Par ailleurs, ces dernières semaines, la téléconsultation a été ouverte à d’autres professionnels de santé que les médecins, à l’image des infirmiers, des sages-femmes, des ergothérapeutes et psychomotriciens, des masseurs kinésithérapeutes. Un arrêté du 25 mars autorise « la téléorthophonie », permettant aux orthophonistes de réaliser des séances à distance quand c’est opportun. De même, un arrêté du 18 mai permet aux orthoptistes de réaliser certains actes à distance pendant la durée de l’état d’urgence sanitaire, prolongé jusqu’au 10 juillet, comme les séances de suivi pour la rééducation d’une déficience visuelle.
Un écosystème proactif
Les fournisseurs de solution en télémédecine, parallèlement, multiplient les initiatives pour attirer les professionnels de santé. Des entreprises, comme Doctolib ou QARE, proposent aux praticiens un accès gratuit aux téléconsultations pendant la durée de la crise. Des applications de « télésuivi » des patients atteints de coronavirus en quarantaine sont également lancées par différents acteurs, tels que l’APHP ou le CHU de Montpellier [5]. L’ophtalmologie n’est pas en reste puisque la Société Française de TéléOphtalmologie (SFTO) a mis en place, depuis la crise, une liste qui recense des ophtalmologistes proposant des téléconsultations.

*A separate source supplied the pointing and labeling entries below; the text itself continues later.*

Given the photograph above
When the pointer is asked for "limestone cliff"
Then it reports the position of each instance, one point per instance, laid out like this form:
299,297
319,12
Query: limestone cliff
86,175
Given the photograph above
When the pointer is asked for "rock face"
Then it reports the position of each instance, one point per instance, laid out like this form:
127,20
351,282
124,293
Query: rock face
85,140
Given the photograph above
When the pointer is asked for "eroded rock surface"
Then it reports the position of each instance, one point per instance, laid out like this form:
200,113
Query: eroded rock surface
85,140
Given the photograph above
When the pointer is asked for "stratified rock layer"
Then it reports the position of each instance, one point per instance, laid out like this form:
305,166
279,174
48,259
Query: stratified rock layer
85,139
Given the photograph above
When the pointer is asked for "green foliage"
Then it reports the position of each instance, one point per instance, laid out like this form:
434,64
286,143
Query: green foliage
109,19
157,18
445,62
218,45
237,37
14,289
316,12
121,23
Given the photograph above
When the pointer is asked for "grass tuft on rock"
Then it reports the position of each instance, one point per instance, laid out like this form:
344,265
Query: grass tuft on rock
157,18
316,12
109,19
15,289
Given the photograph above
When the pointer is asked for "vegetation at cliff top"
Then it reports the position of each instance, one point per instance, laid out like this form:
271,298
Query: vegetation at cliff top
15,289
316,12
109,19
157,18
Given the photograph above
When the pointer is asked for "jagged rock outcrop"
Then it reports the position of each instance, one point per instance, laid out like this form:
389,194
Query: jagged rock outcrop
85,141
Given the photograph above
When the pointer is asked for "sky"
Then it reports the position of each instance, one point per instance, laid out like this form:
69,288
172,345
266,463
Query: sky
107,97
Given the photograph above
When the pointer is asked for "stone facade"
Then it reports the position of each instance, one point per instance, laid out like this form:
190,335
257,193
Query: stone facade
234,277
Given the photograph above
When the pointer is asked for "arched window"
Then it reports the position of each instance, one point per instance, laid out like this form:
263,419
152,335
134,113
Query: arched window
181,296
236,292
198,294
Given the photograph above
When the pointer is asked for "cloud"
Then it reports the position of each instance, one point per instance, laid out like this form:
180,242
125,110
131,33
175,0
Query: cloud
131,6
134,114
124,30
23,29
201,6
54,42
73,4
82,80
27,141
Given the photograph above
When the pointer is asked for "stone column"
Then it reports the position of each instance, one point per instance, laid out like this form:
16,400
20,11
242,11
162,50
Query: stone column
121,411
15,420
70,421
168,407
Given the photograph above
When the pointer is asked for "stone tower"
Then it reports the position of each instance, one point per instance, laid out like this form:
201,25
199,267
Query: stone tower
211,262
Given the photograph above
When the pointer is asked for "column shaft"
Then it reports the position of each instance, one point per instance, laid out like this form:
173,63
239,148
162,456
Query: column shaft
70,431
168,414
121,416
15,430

Chaque professionnel est invité à s’inscrire lui-même dans l’annuaire.
En outre, le Ministère de la Santé a mis en ligne une liste non exhaustive de solutions disponibles en télésanté pour aider les professionnels à s’équiper. Au 15 mai, 188 solutions numériques étaient recensées.
En résumé, La nécessité de poursuivre les soins, l’assouplissement de la réglementation et les initiatives nombreuses des acteurs de l’écosystème ont participé conjointement au développement de la télémédecine ces dernières semaines. S’il n’est pas possible d’affirmer avec certitude que la pratique se généralisera une fois la crise finie, un changement des usages est en cours tant du côté des professionnels que du côté des patients. Une étude Doctolib auprès de ses utilisateurs en date du 23 avril 2020 montre que 74 % des médecins et 80 % des patients pensent continuer à utiliser la téléconsultation après l’épidémie.
[1] Assurance Maladie, communiqué de Presse du 31 mars 2020. https://www.ameli.fr/fileadmin/user_upload/documents/20200331_-CP_Teleconsultations_Covid_19.pdf
[2] « L’Assurance maladie adapte ses services durant la crise mais ne pérennisera pas tout après », Hospimedia, 15/04/20. https://www.hospimedia.fr/actualite/articles/20200415-protection-sociale-l-assurance-maladie-adapte-ses-services
[3] Ministères des Solidarités et de la Santé, L’Assurance Maladie, Santé Publique France, communiqué de Presse du 7 mai 2020. https://solidarites-sante.gouv.fr/IMG/pdf/communique_de_presse_-_covid-19_et_continuite_des_soins.pdf
[4] « Covid-19 : mesures dérogatoires de prise en charge en ville », Assurance Maladie. https://www.ameli.fr/hauts-de-seine/medecin/actualites/covid-19-mesures-derogatoires-de-prise-en-charge-en-ville
[5] « Télésuivi des patients en quarantaine : l’APHP lance son application », 16/03/20, TICSANTE.